PHOSPHATE METABOLISM IN KIDNEY DONORS: A CROSS-SECTIONAL STUDY

Abstract

Jayakumar Edathedathe Krishnan1, Sreelatha Melemadathil2, Noushad Thekke Puthiyottil3

AIM
To study the changes in phosphate metabolism in kidney donors, to study the correlation of albuminuria, fractional excretion of phosphorus [FE Pi] and estimated glomerular filtration rate [eGFR] with fibroblast growth factor 23 [FGF 23] in kidney donors, to study the early tubule interstitial injury in the remnant kidney of donors by measuring urine transforming growth factor beta [TGF beta] levels.
MATERIALS AND METHODS
A cross-sectional study in which kidney donors with 1 year or more after donation were included. 69 kidney donors with a mean duration of 5.86 years after kidney donation were studied. Serum phosphate level, fractional excretion of phosphorus [FE Pi] and serum levels of parathyroid hormone were measured. Plasma levels of FGF 23 were measured by a second generation enzyme linked immune sorbent assay [ELISA]. Renal function was assessed by estimated glomerular filtration rate [eGFR] and degree of albuminuria.

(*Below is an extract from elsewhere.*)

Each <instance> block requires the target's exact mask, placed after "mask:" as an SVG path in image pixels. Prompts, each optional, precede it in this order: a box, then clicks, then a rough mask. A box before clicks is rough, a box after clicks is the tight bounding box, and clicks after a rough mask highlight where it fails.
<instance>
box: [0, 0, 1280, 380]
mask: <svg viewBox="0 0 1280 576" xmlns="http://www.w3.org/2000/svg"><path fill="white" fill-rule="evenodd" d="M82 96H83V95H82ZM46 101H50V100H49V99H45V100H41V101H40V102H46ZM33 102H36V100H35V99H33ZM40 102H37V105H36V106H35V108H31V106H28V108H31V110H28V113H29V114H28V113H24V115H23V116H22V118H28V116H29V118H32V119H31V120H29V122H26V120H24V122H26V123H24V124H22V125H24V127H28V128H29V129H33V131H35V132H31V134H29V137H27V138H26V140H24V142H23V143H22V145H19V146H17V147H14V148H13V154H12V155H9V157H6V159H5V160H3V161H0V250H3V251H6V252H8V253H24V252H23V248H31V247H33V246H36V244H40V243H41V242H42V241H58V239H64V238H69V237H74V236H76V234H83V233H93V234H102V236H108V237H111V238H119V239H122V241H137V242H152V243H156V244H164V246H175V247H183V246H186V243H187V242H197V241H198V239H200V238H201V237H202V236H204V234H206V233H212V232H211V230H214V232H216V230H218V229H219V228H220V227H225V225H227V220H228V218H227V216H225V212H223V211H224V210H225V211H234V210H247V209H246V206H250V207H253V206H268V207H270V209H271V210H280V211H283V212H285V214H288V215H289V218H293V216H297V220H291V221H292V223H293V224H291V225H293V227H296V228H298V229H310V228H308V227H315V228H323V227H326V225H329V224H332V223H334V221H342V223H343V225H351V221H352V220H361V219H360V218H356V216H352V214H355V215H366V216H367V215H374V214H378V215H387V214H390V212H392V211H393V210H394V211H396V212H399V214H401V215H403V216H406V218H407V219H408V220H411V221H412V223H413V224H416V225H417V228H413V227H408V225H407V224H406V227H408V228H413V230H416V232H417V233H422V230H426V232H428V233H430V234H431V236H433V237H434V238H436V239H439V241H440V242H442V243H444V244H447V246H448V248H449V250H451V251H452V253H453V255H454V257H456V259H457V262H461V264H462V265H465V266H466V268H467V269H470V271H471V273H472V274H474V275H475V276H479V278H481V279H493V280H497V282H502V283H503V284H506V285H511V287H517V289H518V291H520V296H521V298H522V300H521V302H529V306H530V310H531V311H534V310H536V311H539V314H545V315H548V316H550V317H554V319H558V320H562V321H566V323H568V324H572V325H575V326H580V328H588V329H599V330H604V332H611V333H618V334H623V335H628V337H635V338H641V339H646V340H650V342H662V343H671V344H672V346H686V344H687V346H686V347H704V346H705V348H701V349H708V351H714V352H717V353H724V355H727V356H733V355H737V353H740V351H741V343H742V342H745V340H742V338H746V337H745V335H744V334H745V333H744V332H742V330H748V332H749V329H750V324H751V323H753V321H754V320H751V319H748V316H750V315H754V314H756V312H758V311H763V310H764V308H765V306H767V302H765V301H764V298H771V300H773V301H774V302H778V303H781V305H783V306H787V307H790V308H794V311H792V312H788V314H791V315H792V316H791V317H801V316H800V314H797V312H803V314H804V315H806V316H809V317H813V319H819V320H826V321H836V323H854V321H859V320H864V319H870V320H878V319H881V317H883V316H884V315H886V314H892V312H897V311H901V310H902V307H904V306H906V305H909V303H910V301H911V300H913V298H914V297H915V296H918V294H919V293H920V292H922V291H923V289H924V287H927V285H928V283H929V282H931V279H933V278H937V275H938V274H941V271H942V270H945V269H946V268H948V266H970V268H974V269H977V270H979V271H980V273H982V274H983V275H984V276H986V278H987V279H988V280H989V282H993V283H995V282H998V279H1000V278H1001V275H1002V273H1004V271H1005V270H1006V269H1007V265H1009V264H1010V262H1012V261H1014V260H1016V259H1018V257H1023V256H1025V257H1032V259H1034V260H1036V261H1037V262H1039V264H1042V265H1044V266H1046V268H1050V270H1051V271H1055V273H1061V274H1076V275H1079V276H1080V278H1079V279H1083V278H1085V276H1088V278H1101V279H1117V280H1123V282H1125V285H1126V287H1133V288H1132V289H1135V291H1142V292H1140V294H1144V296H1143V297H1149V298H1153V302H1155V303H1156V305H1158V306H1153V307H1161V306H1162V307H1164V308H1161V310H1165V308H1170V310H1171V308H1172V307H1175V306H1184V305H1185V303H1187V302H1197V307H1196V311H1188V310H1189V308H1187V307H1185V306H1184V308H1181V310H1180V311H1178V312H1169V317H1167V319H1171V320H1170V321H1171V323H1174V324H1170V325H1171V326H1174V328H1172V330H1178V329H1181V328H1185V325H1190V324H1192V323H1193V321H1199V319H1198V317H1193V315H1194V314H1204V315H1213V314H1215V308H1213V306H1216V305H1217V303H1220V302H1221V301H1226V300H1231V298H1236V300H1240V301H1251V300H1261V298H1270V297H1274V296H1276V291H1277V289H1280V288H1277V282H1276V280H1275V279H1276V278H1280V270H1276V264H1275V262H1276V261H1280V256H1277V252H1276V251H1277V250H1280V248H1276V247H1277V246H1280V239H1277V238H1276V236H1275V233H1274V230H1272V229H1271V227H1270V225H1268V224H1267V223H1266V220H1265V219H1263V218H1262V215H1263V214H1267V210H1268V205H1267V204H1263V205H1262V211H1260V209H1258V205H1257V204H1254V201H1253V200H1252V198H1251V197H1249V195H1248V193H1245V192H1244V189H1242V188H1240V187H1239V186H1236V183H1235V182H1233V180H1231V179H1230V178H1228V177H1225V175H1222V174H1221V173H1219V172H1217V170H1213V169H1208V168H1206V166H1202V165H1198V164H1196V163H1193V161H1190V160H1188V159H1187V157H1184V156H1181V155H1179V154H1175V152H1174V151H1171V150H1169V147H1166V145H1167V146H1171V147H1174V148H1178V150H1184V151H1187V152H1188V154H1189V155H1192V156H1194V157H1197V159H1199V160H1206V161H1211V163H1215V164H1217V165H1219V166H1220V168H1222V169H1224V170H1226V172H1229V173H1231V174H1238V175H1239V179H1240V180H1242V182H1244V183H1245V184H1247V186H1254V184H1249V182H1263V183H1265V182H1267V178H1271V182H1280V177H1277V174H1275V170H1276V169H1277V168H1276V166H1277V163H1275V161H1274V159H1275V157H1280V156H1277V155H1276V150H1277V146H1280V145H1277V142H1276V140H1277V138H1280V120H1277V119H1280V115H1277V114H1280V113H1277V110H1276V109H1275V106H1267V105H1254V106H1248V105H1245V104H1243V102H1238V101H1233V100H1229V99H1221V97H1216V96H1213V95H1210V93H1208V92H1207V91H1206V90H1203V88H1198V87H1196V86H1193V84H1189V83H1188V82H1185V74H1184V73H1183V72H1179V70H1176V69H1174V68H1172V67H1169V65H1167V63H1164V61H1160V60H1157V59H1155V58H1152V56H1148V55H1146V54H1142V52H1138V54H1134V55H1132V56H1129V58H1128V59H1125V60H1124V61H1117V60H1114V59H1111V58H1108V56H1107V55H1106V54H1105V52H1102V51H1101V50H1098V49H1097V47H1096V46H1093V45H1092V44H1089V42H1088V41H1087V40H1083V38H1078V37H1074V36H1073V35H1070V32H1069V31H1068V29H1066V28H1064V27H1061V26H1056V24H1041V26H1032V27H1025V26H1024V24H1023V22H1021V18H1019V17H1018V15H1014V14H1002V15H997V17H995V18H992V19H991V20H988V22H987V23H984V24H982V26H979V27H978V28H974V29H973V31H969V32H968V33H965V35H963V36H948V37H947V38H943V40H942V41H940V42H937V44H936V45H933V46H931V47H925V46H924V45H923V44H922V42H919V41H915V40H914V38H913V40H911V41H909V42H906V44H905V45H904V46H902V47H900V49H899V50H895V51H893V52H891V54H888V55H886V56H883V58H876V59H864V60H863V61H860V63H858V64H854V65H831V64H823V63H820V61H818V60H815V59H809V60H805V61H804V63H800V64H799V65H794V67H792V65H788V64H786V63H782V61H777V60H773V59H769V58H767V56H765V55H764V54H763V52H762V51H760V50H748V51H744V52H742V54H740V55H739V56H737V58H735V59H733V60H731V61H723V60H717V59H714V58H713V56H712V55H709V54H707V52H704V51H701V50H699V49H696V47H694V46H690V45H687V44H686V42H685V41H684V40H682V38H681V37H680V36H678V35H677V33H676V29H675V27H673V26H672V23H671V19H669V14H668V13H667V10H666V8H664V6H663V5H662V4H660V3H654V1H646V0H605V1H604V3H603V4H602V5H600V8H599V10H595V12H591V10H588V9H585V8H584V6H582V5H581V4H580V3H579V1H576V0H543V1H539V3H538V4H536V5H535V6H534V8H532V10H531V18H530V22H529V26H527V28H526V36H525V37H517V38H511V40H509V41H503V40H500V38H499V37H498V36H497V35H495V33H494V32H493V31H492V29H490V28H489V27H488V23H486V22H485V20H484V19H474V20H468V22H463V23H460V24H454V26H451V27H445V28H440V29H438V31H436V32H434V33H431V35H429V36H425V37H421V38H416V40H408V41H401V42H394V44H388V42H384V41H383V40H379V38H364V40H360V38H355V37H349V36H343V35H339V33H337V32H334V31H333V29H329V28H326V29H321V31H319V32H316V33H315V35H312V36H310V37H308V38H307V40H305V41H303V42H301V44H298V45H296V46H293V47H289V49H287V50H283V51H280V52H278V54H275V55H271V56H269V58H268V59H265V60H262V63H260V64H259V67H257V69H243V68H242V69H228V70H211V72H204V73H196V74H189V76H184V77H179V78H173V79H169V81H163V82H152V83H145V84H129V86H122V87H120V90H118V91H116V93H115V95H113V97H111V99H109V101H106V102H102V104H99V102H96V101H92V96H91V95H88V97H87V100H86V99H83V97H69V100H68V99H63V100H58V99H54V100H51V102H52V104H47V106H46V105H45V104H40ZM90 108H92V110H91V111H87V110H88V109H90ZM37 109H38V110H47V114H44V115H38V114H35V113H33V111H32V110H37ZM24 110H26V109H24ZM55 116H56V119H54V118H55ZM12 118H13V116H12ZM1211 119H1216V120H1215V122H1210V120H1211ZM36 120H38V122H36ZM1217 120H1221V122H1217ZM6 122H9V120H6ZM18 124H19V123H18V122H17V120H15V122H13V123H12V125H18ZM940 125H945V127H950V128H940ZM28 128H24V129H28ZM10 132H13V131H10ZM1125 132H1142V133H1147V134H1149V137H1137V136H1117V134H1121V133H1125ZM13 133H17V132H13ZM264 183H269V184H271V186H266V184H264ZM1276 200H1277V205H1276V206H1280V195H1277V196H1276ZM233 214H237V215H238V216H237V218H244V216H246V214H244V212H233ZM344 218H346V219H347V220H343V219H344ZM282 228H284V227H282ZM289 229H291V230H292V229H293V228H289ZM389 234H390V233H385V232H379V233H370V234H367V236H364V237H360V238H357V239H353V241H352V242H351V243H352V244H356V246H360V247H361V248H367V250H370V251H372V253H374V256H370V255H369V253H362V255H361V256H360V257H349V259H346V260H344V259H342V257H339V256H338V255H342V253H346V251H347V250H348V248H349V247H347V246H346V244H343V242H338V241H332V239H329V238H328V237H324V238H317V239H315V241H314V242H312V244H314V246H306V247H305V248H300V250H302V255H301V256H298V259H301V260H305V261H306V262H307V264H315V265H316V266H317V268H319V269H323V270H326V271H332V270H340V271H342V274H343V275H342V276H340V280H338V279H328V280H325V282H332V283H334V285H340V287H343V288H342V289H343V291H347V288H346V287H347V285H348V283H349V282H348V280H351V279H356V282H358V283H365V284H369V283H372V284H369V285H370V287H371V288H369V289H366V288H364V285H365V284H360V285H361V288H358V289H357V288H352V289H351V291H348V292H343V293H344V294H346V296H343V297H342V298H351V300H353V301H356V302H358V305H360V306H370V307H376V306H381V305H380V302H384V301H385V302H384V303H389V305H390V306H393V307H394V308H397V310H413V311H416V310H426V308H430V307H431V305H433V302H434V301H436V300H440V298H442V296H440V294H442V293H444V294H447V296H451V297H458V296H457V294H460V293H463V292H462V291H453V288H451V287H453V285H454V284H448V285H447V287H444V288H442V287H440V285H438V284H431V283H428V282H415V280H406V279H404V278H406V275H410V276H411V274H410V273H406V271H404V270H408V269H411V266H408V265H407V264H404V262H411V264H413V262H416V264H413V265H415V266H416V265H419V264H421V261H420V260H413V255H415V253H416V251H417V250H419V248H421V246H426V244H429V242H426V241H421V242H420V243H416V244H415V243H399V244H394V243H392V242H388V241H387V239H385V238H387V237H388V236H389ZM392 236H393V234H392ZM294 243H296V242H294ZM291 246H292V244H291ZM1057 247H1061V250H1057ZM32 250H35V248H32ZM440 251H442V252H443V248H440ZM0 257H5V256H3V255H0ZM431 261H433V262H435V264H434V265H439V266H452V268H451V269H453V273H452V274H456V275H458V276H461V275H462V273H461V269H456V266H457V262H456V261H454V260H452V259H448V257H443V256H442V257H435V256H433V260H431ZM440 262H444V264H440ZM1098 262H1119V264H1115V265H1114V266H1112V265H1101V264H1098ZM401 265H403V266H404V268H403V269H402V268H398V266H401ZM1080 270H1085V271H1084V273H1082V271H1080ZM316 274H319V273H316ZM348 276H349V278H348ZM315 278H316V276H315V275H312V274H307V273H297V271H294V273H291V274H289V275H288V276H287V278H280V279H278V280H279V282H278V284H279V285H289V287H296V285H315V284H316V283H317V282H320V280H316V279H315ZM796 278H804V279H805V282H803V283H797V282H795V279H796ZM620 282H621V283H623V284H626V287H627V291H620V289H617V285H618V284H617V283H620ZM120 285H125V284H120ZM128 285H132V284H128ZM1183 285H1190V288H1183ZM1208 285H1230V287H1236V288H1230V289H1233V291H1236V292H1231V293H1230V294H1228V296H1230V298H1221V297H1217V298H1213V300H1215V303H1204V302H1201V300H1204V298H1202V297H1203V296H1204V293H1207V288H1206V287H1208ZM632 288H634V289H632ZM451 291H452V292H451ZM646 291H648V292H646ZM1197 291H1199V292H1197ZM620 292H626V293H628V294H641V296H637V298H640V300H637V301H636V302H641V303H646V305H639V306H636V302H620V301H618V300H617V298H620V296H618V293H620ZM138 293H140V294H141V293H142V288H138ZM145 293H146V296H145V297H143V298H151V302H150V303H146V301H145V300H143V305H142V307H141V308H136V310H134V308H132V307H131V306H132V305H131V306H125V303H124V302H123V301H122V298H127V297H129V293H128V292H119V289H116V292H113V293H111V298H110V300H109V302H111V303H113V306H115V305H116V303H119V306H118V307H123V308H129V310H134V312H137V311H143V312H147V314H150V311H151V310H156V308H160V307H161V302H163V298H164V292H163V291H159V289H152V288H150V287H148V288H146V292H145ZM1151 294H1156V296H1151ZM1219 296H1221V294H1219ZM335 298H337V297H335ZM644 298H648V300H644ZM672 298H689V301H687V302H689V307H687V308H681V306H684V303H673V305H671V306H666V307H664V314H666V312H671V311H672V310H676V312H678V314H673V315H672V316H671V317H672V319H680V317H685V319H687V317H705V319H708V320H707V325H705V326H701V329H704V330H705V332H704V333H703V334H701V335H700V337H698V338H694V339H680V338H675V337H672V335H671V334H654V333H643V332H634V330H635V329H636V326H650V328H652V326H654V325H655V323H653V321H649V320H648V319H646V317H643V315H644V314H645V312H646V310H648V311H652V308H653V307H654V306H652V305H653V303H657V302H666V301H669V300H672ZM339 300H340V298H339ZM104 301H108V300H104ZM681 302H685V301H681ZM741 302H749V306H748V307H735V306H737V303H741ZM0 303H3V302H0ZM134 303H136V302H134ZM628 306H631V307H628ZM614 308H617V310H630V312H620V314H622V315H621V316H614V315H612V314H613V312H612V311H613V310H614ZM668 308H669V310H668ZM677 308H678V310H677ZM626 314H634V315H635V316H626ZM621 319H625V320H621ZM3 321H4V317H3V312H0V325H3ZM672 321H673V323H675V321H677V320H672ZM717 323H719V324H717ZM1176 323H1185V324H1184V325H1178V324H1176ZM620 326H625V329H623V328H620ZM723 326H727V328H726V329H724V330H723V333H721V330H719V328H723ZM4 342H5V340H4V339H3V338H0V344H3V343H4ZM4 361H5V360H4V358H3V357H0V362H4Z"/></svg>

Urine levels of transforming growth factor beta [TGF beta] were measured by ELISA. A hypothesis that in kidney donors with reduced nephron number, the single nephron excretion of phosphorus will be increased to maintain normal phosphorus homeostasis and that this increase in single nephron phosphorus excretion may be mediated by FGF 23 was proposed. Testing of this hypothesis was done by studying the correlation between parameters of phosphorus metabolism, FGF 23 and the renal function of the donors.
RESULTS
The mean eGFR was 70.36 mL/min/1.73 m2. 52.2% of donors had moderate increase in albuminuria [microalbuminuria], Serum phosphorus, fractional excretion of phosphorus and serum PTH levels were in the normal range. FGF 23 levels were in the normal reference range and showed no correlation with FE pi, eGFR or albuminuria, Urine TGF-beta levels were undetectable in all the donors.
DISCUSSION
Normal phosphorus homeostasis is maintained in kidney donors. There was no correlation between FE pi and FGF 23 levels. Kidney donors maintained a stable renal function. A significant number of donors had moderately increased albuminuria. No evidence for early tubulointerstitial changes were seen in kidney donors as measured by urine TGF beta levels.